My name is Michelle Bond, I am a post-doctoral
fellow at the National Institute of Health. I am in the National Institute of Diabetes
and Digestive and Kidney Diseases. At the Hanover lab, we’re interested in looking
at small post-transformational modification. It’s called O-GlcNAc, so it’s a very tiny
sugar that modifies serine and threonine on proteins. It is implicated in a lot of different
diseases, ranging from Alzheimer’s to diabetes. In high school, I had a chemistry teacher
who gave us what you would call an unknown, and we had to identify what it was. I thought
that that was a really intriguing problem: to try and identify something that no one
else had identified yet. We’re using worms to study mutations that
are evolutionary conserved from C. elegans to humans, to translate what we’re seeing
in the worm, which is a whole organism, to what those mutations might be implicated in
in humans. On a day to day basis, I do a variety of things,
ranging from immunoblots. We’re interested in whether or not we see the same level of
protein in a particular sample. I am adding a membrane, to which we transfer proteins
to different boxes. These boxes, we will add an antibody to, to detect our protein or modification
of interest. I do staining of samples, and we microscopy,
so confocal microscopy. We’re interested in looking at a whole organism. C. elegans, like
I mentioned before. Seeing where our particular protein of interest, or modification, O-GlcNAc,
is localized. This here is one of the C. elegan’s gonads.
The blue stain is a stain called DAFFIE. Then the red is staining of O-GlcNAC, which is
the post-translational modification that we’re interested in. All of these here are cells
that are going to turn into embryos once they’re fertilized.
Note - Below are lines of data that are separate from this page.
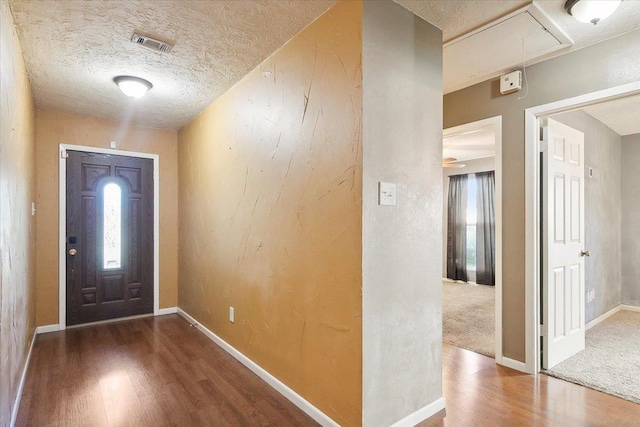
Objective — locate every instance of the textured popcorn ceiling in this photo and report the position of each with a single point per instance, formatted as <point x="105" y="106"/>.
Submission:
<point x="620" y="115"/>
<point x="73" y="49"/>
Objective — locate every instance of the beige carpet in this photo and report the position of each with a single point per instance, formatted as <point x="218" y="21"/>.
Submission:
<point x="468" y="317"/>
<point x="611" y="360"/>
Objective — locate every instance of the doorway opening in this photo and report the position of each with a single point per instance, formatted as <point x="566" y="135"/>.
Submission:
<point x="610" y="299"/>
<point x="472" y="237"/>
<point x="110" y="251"/>
<point x="537" y="221"/>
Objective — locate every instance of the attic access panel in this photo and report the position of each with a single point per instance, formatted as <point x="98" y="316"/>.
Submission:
<point x="497" y="48"/>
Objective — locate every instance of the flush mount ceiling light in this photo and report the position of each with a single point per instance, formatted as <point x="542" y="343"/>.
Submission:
<point x="134" y="87"/>
<point x="591" y="11"/>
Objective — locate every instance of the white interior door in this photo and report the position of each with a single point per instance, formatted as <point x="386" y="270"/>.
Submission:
<point x="563" y="288"/>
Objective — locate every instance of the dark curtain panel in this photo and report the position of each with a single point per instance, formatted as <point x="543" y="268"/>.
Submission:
<point x="457" y="228"/>
<point x="486" y="229"/>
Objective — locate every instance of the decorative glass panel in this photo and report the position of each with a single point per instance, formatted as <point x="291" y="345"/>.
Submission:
<point x="112" y="226"/>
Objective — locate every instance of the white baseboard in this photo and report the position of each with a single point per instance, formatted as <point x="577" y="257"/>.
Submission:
<point x="294" y="397"/>
<point x="600" y="318"/>
<point x="23" y="377"/>
<point x="513" y="364"/>
<point x="421" y="414"/>
<point x="47" y="328"/>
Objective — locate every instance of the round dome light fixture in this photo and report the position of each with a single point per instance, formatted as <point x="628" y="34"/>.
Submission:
<point x="134" y="87"/>
<point x="591" y="11"/>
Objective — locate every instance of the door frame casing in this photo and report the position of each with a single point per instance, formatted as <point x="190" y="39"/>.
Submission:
<point x="533" y="231"/>
<point x="496" y="122"/>
<point x="62" y="223"/>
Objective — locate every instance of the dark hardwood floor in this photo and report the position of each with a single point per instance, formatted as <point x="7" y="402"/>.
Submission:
<point x="480" y="393"/>
<point x="155" y="371"/>
<point x="160" y="372"/>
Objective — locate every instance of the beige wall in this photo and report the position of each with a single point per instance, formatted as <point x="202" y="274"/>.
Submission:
<point x="270" y="214"/>
<point x="610" y="63"/>
<point x="630" y="288"/>
<point x="17" y="226"/>
<point x="55" y="128"/>
<point x="401" y="256"/>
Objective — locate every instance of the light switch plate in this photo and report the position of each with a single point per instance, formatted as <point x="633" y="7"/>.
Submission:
<point x="386" y="194"/>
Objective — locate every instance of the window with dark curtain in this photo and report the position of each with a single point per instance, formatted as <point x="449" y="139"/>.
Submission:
<point x="457" y="228"/>
<point x="485" y="229"/>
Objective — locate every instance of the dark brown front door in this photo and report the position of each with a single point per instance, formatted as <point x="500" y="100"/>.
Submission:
<point x="109" y="237"/>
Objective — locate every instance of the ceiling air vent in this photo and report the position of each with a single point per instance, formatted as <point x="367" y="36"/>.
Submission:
<point x="151" y="43"/>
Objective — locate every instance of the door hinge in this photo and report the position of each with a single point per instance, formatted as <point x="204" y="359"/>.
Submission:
<point x="542" y="146"/>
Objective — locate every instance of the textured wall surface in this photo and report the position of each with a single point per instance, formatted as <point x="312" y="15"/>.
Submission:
<point x="73" y="48"/>
<point x="270" y="214"/>
<point x="630" y="294"/>
<point x="17" y="226"/>
<point x="602" y="211"/>
<point x="617" y="63"/>
<point x="472" y="166"/>
<point x="401" y="255"/>
<point x="52" y="129"/>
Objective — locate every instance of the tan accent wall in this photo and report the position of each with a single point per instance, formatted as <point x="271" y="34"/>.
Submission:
<point x="270" y="214"/>
<point x="17" y="225"/>
<point x="52" y="129"/>
<point x="604" y="65"/>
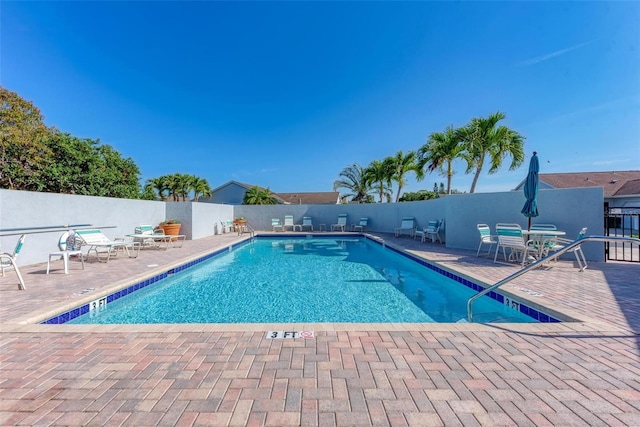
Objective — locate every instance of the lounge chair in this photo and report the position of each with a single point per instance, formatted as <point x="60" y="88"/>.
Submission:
<point x="8" y="261"/>
<point x="510" y="237"/>
<point x="306" y="222"/>
<point x="275" y="224"/>
<point x="486" y="238"/>
<point x="69" y="246"/>
<point x="407" y="227"/>
<point x="96" y="240"/>
<point x="430" y="231"/>
<point x="288" y="222"/>
<point x="224" y="227"/>
<point x="577" y="250"/>
<point x="543" y="242"/>
<point x="341" y="224"/>
<point x="360" y="225"/>
<point x="147" y="235"/>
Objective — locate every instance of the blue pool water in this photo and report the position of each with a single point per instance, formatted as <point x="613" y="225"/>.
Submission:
<point x="303" y="280"/>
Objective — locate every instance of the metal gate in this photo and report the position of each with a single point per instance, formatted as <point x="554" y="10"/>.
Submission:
<point x="622" y="222"/>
The work that we do in John’s lab is a lot of work that is very basic research. We want
to understand a very fundamental problem that can later be applied to understanding a much
bigger problem. Then I do genetic crossings. We literally
pick worms under plates. Males and hermaphrodites. We set up classes in order to combine different
mutations that might be of interest to us. The Hanover lab, as a whole, is made up of
post-docs that work very well together. I think it’s important to either collaborate
closely on projects, or at the very least, talk with one another, to improve your experimental
strategy, or how you’re writing a paper. Speaker 2: We’re interested in using some
of your lysates to see if we could capture any more.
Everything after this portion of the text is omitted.